The implant is primarily focused on stealing files and uploading live location data. The implant requests commands from a command and control server every 60 seconds.

(My italics. Source.)

What was accessed?

In short, pretty much everything.

Encrypted files: The implant had access to all database files using popular encrypting apps like Whatsapp, Telegram and iMessage. The stolen content contained the unencrypted, plain-text of the messages sent and received. There was no need to break the encryption. Unencrypted messages were taken from the phone’s screen.

Email and private messages: All Gmail messages and conversations on Google Hangouts were uploaded by the implant.

Contacts: The implant took copies of the user’s complete contacts database.

Photos: Yep, them too.

GPS tracking: If the device was online, the implant uploaded the user’s location once per minute.

Keychain: A device’s keychain contains a huge number of credentials and certificates used by the device. For example, if your phone connects to your home Wi-Fi network, the SSID and password for it are stored in the keychain to save you having to re-enter them each time you get home. The keychain also contains tokens used by services such as Google’s Single-Sign-On that enables Google apps to access the user’s account. By uploading these, the attackers could then use them to maintain access to the user’s account, even once the implant was no longer running!

Whodunnit?

The implications are huge. The fact that this attack used 14 zero-day exploits and went undetected by for at least two years is a massive slap in the face for Apple, and the iPhone’s reputation as being secure and virtually unhackable is in tatters. What’s more, in the words of Project Zero’s Ian Beer, this attack shows “the capability to target and monitor the private activities of entire populations in real time.”
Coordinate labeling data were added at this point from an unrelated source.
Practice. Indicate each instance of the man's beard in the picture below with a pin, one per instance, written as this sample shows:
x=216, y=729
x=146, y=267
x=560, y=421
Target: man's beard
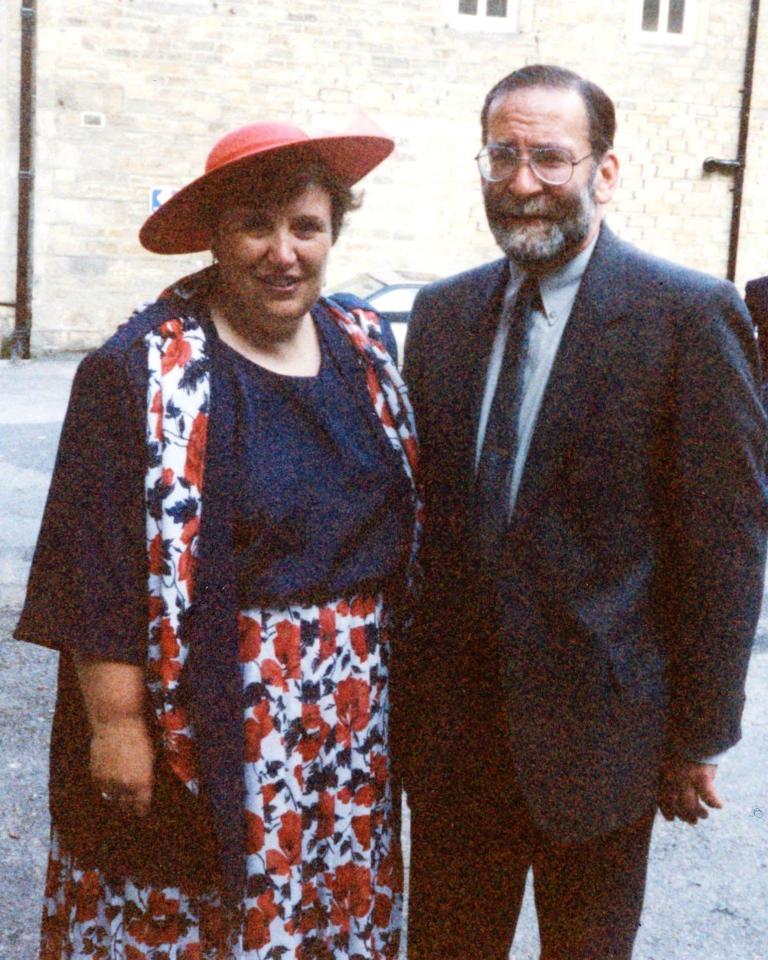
x=566, y=223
So whodunnit? We don’t know yet. Google hasn’t released details of the malicious servers involved or where they were hosted, but the number of exploits used and the sheer scale of the attack suggests a state sponsor. “To be targeted might mean simply being born in a certain geographic region or being part of a certain ethnic group.”
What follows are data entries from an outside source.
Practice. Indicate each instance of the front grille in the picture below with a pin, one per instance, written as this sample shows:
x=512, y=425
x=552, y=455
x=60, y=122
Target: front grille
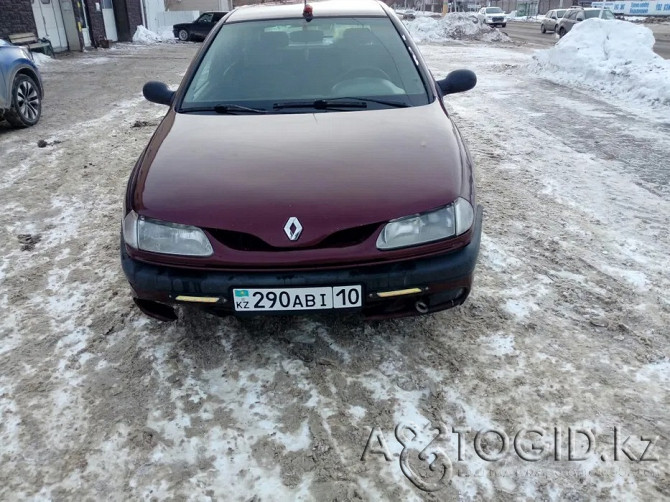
x=242, y=241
Twenty years ago, if I’d suggested that in the future everyone would carry a personal tracker that gave governments, corporations and malicious individuals access to all our movements, private communications, contacts and photograph albums there’d have been outrage. Now we rush out and buy them and boast about them to our friends.

What can iPhone users do?

It’s a two-step process:

  1. Make sure you have the very latest security update. Go here.
  2. Pray Apple haven’t fucked up again.

Given the increasing sophistication of these attacks, that’s about all you can do. Apart from switching the damn thing off.